While Buffett, who's known for his investments in companies from Coca-Cola to Wells Fargo , is upbeat about his own portfolio, he took pains to point out that the company has made no commitment to hold any securities forever.
"It's true that we own some stocks that I have no intention of selling for as far as the eye can see," he explained, but "we regard any marketable security as available for sale, however unlikely such a sale now seems."
Buffett's company reported income from investments through the insurance business of $3.6 billion, a 2.4% drop from the prior year.
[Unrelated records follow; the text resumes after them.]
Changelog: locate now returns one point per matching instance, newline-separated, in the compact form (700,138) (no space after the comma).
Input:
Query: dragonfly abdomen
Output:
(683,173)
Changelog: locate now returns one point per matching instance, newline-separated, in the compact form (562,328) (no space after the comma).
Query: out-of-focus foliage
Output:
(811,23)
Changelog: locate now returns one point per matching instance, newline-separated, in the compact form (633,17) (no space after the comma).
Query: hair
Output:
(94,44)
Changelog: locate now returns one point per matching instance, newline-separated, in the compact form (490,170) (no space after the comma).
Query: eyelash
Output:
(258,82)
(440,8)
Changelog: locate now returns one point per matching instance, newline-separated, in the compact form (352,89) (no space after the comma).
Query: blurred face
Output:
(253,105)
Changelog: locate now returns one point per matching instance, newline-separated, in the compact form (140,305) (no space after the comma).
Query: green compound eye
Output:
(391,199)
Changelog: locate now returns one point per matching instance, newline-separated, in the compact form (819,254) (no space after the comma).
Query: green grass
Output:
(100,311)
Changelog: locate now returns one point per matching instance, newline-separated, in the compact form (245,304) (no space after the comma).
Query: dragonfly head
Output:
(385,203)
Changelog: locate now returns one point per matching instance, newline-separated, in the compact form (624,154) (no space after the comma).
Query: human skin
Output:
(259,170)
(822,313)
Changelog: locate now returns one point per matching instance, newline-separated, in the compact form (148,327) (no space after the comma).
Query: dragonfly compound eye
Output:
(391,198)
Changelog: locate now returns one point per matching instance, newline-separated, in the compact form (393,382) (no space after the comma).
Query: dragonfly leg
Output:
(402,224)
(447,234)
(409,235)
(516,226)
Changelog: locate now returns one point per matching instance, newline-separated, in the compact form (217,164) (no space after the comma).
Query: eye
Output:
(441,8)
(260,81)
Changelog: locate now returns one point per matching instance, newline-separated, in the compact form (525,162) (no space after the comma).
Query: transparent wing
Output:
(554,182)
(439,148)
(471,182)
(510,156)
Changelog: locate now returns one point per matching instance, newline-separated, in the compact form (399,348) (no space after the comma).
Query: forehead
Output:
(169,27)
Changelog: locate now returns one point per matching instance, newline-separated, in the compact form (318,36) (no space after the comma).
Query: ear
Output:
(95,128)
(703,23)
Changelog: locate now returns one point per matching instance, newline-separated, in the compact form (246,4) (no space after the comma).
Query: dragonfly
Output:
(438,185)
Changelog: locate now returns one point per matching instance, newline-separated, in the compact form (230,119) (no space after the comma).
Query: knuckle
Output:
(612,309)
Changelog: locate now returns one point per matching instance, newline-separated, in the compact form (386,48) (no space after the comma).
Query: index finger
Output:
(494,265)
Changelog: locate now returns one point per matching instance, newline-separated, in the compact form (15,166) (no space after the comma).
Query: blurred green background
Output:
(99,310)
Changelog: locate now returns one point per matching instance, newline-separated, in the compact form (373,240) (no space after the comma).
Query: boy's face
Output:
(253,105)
The value of stock holdings, including Buffett's "Big Four" portfolio of Wells Fargo, American Express , Coca-Cola and IBM was $122 billion at the end of 2016.
Despite the billionaire's famous skepticism about airlines, Berkshire added to its holdings with investments late last year in each of the four biggest U.S. carriers: American Airlines , United Continental , Southwest and Delta .
The company now has a $2.1 billion stake in American, a $3.02 billion investment in Delta, a $2.53 billion stake in Southwest and a $2.16 billion holding in United.
The amounts are high enough to make Buffett rethink his criticisms of carriers jacking up prices for travel to Omaha for Berkshire's annual meeting, scheduled this year for May 6.
"I must admit I have developed some tolerance, bordering on enthusiasm, for that practice now that Berkshire has made large investments in America's four major carriers," he wrote.
In the underwriting portion of Berkshire's insurance business, the company posted a net gain of $1.37 billion, up 18% from a year ago, bolstered by Berkshire Hathaway Reinsurance and auto-insurer Geico.
Earned premiums at the business, known for its talking-gecko TV commercials, rose 12% to $25.5 billion, fueling a pre-tax underwriting gain of $462 million.
Overall, the frequency of claims was little changed from the year before, executives said, and premium increases helped make up for an increase in storm-related losses.
Recent reinsurance contracts will likely be a positive for the company moving forward, CFRA's Seifert said in a note to clients before Berkshire's report.
Earlier in January, Berkshire's subsidiary National Indemnity entered into a $1.5 billion reinsurance agreement with Hartford Financial Services Group . Also last month, AIG agreed to pay $9.8 billion for reinsurance coverage from Berkshire, which showed the company's strength in that market.
Revenue in manufacturing surged 29% to $46.5 billion, benefiting from the purchases of aerospace equipment-maker Precision Castparts and battery manufacturer Duracell in 2016. Berkshire paid $32.7 billion for Precision Castparts, the largest purchase in its history.
At Burlington Northern Santa Fe, one of the largest railroads in North America and a major acquisition for Buffett years earlier, revenue fell 9.7% to $19.8 billion as total carloads dropped.
The largest decline was in coal shipments, the company said, caused in part by increasing competition for the fuel's customers from natural gas providers.
Revenue from industrial-product transportation, meanwhile, dropped 14% to $4.8 billion, primarily due to fewer petroleum-related shipments amid lower oil prices.
Crude oil is trading at about half its 2014 high of $107. Even though the commodity has pared some of a decline that topped 70% at its worst, the drop has had broad effects on the U.S. economy, curbing U.S. oil production and slicing profits for energy firms and their suppliers.